Praise heavens we live in the DVD era.
In the past, if a movie never made it to your market, your only recourse was to drive to NY/LA (and occasionally Chicago), bust through the theater window with your Batman utility belt, and force the projectionist at fistpoint to lug it out of the archives and screen it for you.
Now, you ask the internet, and the internet sends you your movie. That's the riveting tale of how I saw a movie that never showed up here despite being adapted from an Oprah's Book Club choice and starring Aragorn himself: 2009's The Road.
Viggo Mortensen and his son Kodi Smit-McPhee travel across an ashy wasteland. The world has ended, along with almost all life. On their trip to warmer climes, they spend most of their time finding food -- or avoiding becoming it at the hands of desperate cannibals.
That doesn't sound too glamorous, but that's just because you're right. The Road is like the anti-2012: a grimy, small-stakes world where everyone looks like hobos. Not movie-hobos, either. The ones who smell like roasted lion manure and will stab you with a chopstick they sharpened on a sidewalk. A sidewalk that was quite dirty itself.
It's a stripped-down, exhausting apocalypse. For me, much of the lure of the apocalypse is the prospect of stealing everybody else's stuff and sailing to an island where I lie on the beach while friendly pelicans fetch me fish. You don't get that here.

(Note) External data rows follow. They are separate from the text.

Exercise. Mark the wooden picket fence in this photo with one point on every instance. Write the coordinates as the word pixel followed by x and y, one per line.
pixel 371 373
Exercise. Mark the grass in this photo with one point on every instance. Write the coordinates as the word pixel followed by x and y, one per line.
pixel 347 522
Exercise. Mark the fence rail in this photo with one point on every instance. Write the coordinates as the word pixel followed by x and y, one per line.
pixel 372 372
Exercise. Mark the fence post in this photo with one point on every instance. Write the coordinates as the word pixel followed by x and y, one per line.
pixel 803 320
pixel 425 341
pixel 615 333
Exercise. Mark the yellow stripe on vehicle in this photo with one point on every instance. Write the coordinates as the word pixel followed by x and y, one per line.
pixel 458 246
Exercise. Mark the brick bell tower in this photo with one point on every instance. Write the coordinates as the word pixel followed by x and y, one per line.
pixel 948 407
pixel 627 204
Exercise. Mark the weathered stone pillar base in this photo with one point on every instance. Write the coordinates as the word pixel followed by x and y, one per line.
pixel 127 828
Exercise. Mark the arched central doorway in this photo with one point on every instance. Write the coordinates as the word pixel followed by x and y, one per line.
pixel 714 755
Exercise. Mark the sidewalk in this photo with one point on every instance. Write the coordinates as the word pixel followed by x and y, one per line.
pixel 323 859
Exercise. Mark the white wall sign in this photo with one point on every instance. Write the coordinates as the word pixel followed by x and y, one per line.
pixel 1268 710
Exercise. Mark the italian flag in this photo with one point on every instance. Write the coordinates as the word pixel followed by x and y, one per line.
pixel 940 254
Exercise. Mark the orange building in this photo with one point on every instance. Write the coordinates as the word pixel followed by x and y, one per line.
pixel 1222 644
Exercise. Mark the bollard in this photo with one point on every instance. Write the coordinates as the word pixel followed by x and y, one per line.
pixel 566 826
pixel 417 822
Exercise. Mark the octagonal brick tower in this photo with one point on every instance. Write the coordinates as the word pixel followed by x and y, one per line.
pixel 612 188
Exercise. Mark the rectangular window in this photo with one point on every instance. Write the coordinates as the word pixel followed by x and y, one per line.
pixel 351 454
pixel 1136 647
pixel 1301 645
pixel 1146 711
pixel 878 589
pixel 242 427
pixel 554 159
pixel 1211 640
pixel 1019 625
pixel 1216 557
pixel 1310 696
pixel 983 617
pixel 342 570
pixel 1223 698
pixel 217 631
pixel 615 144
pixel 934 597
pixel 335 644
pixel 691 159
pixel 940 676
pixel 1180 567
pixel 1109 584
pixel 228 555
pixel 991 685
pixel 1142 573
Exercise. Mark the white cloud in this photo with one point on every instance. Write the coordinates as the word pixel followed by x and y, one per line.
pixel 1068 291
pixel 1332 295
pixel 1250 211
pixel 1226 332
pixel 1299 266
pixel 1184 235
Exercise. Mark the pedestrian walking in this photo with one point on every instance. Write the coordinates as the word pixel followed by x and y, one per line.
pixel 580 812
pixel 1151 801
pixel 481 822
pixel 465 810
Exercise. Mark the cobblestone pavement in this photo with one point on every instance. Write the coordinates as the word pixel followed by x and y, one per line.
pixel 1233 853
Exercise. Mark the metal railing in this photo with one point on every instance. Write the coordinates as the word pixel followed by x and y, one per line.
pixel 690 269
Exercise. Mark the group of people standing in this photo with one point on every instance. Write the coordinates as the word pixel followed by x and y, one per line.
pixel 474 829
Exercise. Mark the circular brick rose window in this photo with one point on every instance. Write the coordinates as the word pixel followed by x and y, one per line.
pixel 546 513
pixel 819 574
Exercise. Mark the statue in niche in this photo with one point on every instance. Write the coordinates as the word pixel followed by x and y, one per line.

You get humans kept as livestock, a few charred beetles for dinner, and a whole world of dirt and ash. This place is grayer than elephants building sidewalks on the moon and grimmer than a skull whose girlfriend just broke up with it.
That looks better than it sounds. The Road's cinematography (by Javier Aguirresarobe) may be its strongest aspect.
Like WALL-E, its ruins and desolation are evocative and oddly beautiful.
The big question of "Hey, some douche blew up the world" movies is what do you do now?
The answer, usually, is try to not die. The Road does this better than most -- its characters are starving and filthy, struggling with far more relatable concerns than state-sized volcanoes -- but that makes it even more episodic than other post-apocalypse movies too, with a lack of any real rising action to the plot.
So dramatically, it's (waggling hand side-to-side in the air), but in terms of atmosphere, set design, and realism, it's (pushing lower lip up, raising eyebrows, nodding repeatedly).
Fans of civilization getting all wrecked up should definitely take a look.